Sans internet, sans réseaux sociaux, les rumeurs se répandaient néanmoins, de bouche à oreille sans doute, mais aussi par les moyens technologiques de l’époque, les bulletins et affiches transportés à vitesse de cheval, les crieurs publics, ou le télégraphe plus récemment… Et pour reprendre (perfidement) un trait d’humour de Jean-Luc Fray, non sans lien avec la laïcité, comment donc s’est répandue la nouvelle de la naissance de Jésus ? la « bonne nouvelle » n’était-elle pas qu’une « fake-news » ?

Philippe Bourdin anime la table ronde avec les conférenciers du samedi matin, Jean-Luc Fray, Hervé Leuwers, Hélène Guillot (à sa droite) et Pierre-Yves Beaurepaire.

A quoi peut-on attribuer l’accroissement récent du phénomène

Internet et les réseaux sociaux ont évidemment permis un accroissement du phénomène du fait de la puissance et de la disponibilité des outils, et du fait de la rapidité de la diffusion, du fait aussi que la jeunesse est une cible particulièrement connectée et potentiellement réceptive.

Les « fake-news » concernent-elles seulement la politique

Evidemment non, le flot mediatique nous submerge d’annonces publicitaires pour promouvoir la consommation de produits qui n’ont pas toujours les vertus annoncées. Qu’il s’agisse de leur utilité, de leur performance, ou de leur prix d’achat. La communication à but commercial influence le consommateur mais peut aussi le tromper gravement. En matière commerciale, le mensonge par omission est une pratique courante qui peut parfois aboutir à des situations graves et d’autant plus scandaleuses quand elles ont été  installées avec  une complicité des pouvoirs publics trop longtemps cachée, qui menacent la santé publique, (exemple des pesticides), l’environnement (exemple du diesel), la morale (exemple des produits importés fabriqués sous esclavage).

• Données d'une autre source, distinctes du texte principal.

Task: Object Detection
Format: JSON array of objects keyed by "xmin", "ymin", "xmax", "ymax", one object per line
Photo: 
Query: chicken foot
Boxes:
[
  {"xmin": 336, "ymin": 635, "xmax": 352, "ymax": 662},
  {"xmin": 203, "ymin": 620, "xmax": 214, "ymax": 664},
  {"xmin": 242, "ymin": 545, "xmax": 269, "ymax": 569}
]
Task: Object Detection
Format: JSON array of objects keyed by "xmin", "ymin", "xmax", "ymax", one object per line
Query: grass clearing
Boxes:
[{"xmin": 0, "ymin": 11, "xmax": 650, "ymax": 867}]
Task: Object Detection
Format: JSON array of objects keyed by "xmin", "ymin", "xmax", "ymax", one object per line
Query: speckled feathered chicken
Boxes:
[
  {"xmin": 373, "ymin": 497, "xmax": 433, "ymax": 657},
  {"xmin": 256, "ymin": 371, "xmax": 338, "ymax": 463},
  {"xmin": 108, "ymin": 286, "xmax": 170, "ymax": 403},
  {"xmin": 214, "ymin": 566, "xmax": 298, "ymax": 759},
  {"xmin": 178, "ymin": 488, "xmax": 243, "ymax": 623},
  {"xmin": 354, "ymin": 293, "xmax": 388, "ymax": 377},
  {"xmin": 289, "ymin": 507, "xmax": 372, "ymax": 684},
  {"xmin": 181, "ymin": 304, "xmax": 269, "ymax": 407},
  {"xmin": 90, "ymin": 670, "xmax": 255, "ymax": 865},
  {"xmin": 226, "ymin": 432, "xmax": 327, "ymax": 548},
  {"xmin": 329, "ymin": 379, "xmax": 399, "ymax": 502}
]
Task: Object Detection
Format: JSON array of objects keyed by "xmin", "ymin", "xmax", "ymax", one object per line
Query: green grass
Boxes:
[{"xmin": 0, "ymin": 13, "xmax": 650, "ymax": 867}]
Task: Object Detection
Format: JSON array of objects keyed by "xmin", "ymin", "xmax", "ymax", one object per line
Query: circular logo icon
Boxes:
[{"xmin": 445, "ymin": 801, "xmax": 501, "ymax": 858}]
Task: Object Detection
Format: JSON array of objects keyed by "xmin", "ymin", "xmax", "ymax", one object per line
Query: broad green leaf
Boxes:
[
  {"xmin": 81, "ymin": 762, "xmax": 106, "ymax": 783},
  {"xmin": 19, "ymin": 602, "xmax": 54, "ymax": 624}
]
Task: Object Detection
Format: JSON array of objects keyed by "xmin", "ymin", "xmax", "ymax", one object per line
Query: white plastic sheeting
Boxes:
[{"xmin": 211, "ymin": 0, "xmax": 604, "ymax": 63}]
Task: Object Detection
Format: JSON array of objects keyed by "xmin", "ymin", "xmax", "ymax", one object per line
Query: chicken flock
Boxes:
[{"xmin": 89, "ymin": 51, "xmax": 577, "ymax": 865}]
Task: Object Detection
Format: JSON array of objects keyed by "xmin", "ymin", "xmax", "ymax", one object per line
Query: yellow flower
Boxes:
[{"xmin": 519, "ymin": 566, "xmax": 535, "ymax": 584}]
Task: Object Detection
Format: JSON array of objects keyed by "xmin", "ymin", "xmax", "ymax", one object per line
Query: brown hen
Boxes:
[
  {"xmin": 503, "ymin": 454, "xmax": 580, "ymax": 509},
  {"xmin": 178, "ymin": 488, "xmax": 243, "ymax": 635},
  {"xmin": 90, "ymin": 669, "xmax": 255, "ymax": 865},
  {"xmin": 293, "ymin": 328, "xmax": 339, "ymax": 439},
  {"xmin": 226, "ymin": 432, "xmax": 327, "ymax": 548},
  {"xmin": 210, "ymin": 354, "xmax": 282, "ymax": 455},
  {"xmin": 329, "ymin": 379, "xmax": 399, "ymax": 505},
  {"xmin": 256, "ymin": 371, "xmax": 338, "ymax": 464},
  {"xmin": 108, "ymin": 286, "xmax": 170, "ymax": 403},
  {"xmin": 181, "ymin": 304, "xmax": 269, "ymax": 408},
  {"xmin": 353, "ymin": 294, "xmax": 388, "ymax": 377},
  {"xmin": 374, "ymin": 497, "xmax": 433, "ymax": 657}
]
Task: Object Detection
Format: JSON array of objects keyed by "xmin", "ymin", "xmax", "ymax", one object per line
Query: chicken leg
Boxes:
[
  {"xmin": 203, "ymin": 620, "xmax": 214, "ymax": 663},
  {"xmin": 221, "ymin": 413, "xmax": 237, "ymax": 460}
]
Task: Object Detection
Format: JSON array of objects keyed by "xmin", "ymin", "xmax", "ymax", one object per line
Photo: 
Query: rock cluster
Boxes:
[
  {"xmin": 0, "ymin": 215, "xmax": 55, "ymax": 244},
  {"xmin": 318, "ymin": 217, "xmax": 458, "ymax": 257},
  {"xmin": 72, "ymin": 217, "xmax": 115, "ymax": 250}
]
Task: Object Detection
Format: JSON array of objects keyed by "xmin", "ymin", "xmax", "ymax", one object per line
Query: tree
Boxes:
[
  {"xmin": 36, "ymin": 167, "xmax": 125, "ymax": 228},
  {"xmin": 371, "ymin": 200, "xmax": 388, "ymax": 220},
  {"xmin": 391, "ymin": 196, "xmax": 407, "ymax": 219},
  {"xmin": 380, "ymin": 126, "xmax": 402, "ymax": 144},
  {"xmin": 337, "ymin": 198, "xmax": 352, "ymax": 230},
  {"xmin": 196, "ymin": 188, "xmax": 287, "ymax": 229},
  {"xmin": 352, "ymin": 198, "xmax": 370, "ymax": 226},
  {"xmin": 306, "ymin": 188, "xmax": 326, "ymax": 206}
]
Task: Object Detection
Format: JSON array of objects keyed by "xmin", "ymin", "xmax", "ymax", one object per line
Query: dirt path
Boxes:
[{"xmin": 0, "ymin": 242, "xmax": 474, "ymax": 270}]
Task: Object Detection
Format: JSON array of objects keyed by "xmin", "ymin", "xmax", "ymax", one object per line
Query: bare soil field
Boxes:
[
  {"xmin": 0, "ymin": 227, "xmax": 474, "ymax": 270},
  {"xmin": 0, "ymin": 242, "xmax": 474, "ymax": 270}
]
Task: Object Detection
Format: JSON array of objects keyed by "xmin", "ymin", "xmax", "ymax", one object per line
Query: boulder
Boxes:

Les « fake-news » ont-elles des effets avérés?

En matière économique, les effets désastreux des « fake-news » de propagande sont suffisamment évidents pour être reconnus. Mais il ne faut pas pour autant développer une méfiance systématique.

En matière politique, et pour les cas récents, aucune étude scientifique ne permet actuellement d’affirmer avec certitude l’impact des « fake-news » sur l’élection de Trump ou le Brexit. En fait il s’agit d’un jeu dangereux à effet boomrang possible, comme on l’a observé au cours de la campagne des présidentielles en France, dans la succession des accusations à l’encontre de F.Fillon et de ses dénis.

En revanche, un effet redoutable pour la démocratie est la perte de crédibilité de la parole des hommes politiques, celle des medias, celle des experts, celle des intellectuels. Un effet, à moins qu’une certaine complaisance de ces derniers soit aussi une cause de cette perte de crédibilité !

Les fausses nouvelles, comment s’en protéger ?

Du fait que les Etats sont eux-mêmes producteurs de « fake-news » ou complices (souvent par omission) il vaut mieux ne pas confier à la puissance publique le contrôle de ce qui est vrai ou faux. Le risque serait trop grand pour la liberté d’expression, la liberté d’information.

Plutôt que légiférer, il vaut mieux compter sur les parades que sont l’éducation et le journalisme authentique.

D’abord l’éducation, l’instruction. L’école a en charge la formation de l’esprit critique en général et la formation de citoyens éclairés et autonomes dans leur jugement. Toutes les disciplines scolaires contribuent à cette formation par l’apport de connaissances, et par l’entraînement au doute, au raisonnement, à l’argumentation, à la reconnaissance de l’erreur. Le développement de l’esprit critique à l’égard des medias et notamment des nouveaux medias familiers des jeunes est aujourd’hui une urgence : s’interroger sur les sources, croiser les informations, apprécier leur valeur, analyser les images, mais aussi la logique des discours. Les associations d’éducation populaire prennent toute leur part en proposant aux jeunes des situations originales pour l’investigation, le débat et la prise de responsabilités

(voir exemples présentés au cours des rencontres + exposé d'Eric Favey  

L’éducation forme les récepteurs. L’autre parade se trouve du côté des émetteurs. Le journalisme professionnel doit être défendu, avec sa déontologie, et doit pouvoir s’exercer dans le cadre de medias indépendants des pouvoirs, politiques ou économiques. Il faut de plus garantir le pluralisme des opinions. Il faut que soient préservées des sources d’information fiables par leur mode de fabrication que chacun saura reconnaître, et capables d’alerter l’opinion.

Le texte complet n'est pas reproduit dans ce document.